Appellant further takes the position that, even assuming that the failure to specifically aver in the affidavit of default that the notice was given constitutes a defect on the face of the record, it is not a fatal defect, but one which could have been corrected by amendment. Appellant quotes from West Penn S. G. Co. v. Shippingport S. Co., 367 Pa. 218, 80 A.2d 84, as follows: “It has always been held that formal defects, mistakes, and omissions in confessions of judgment may be corrected by amendment where the cause of action is not changed, where the ends of justice require the allowance of such amendment, and where the substantive rights of the defendant or of any third persons will not be prejudiced thereby”. With this proposition we are in full accord. An examination of the West Penn case discloses that, as in the instant case, notice of the default was required prior to exercise of the warrant of attorney. However, when judgment in that case was confessed, “the affidavit of default incorporated by reference the written notice served upon defendant of the breaches of its covenants in the lease”. It was held that failure to attach a copy of such notice to the affidavit of default was an amendable defect. The obvious distinction between the West Penn case and the instant one is the fact that, in West Penn, the giving of notice was disclosed in the affidavit of default. Certainly, the failure to attach a copy of the notice itself was merely a formal defect. We do not so regard the complete failure to allege the giving of notice. The present record is devoid of one of the essential elements upon which lawful exercise of the warrant of attorney was predicated. Cf. Harwood v. Bruhn, 313 Pa. 337, 170 A. 144.

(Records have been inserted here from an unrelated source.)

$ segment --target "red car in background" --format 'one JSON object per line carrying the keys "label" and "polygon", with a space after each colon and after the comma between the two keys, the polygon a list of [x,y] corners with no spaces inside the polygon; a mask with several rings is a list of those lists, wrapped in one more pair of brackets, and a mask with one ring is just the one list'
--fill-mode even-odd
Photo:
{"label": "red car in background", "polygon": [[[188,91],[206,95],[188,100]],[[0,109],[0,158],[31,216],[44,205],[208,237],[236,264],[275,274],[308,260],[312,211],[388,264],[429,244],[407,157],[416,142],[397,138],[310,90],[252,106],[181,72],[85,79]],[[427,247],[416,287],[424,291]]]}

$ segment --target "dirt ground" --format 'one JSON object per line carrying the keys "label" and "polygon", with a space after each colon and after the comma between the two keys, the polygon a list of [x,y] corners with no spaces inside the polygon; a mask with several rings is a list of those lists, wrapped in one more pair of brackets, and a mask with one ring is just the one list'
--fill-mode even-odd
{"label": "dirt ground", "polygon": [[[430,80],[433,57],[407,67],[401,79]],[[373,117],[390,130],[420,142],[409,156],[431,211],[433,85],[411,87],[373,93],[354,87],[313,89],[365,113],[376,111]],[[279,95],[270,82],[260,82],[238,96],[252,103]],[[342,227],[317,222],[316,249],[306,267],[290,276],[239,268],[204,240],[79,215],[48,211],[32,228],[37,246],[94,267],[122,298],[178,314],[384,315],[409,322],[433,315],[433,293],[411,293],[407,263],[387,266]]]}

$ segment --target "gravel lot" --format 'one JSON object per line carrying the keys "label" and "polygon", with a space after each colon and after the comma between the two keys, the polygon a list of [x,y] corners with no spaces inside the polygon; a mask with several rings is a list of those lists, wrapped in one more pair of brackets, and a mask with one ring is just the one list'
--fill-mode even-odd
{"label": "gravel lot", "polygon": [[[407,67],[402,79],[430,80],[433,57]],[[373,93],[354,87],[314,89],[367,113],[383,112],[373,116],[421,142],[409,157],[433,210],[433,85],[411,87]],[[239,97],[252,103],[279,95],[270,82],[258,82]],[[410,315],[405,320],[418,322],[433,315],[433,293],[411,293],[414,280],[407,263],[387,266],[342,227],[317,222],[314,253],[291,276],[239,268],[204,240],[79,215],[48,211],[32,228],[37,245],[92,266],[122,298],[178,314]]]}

Appellant’s final contention is that the action of the court below in striking the judgment on a ground not set forth in the petition, or argued before the court, deprived it of the opportunity to answer. This argument
was recently answered in Roxy Auto Co. v. Moore, 180 Pa. Super. 603, 122 A.2d 87, wherein Judge GUNTHER said: “Although defendant’s petition did not specifically allege the Act as basis for striking the judgment, the court may of its own motion strike a judgment void on its face”. See also Handel Hayden, B. L. Assn. v. Elleford, 258 Pa. 143, 101 A. 951. An order for the striking off the judgment is the appropriate remedy when the entry of the judgment is unauthorized:Landsdowne Bank Trust Co. v. Robinson, 303 Pa. 58, 154 A. 17.
In conclusion, it is our view that the instant controversy was properly determined in the court below on the ground that appellant’s affidavit of default was defective. Under the circumstances, it becomes unnecessary to consider the other issues raised by the petition and answer.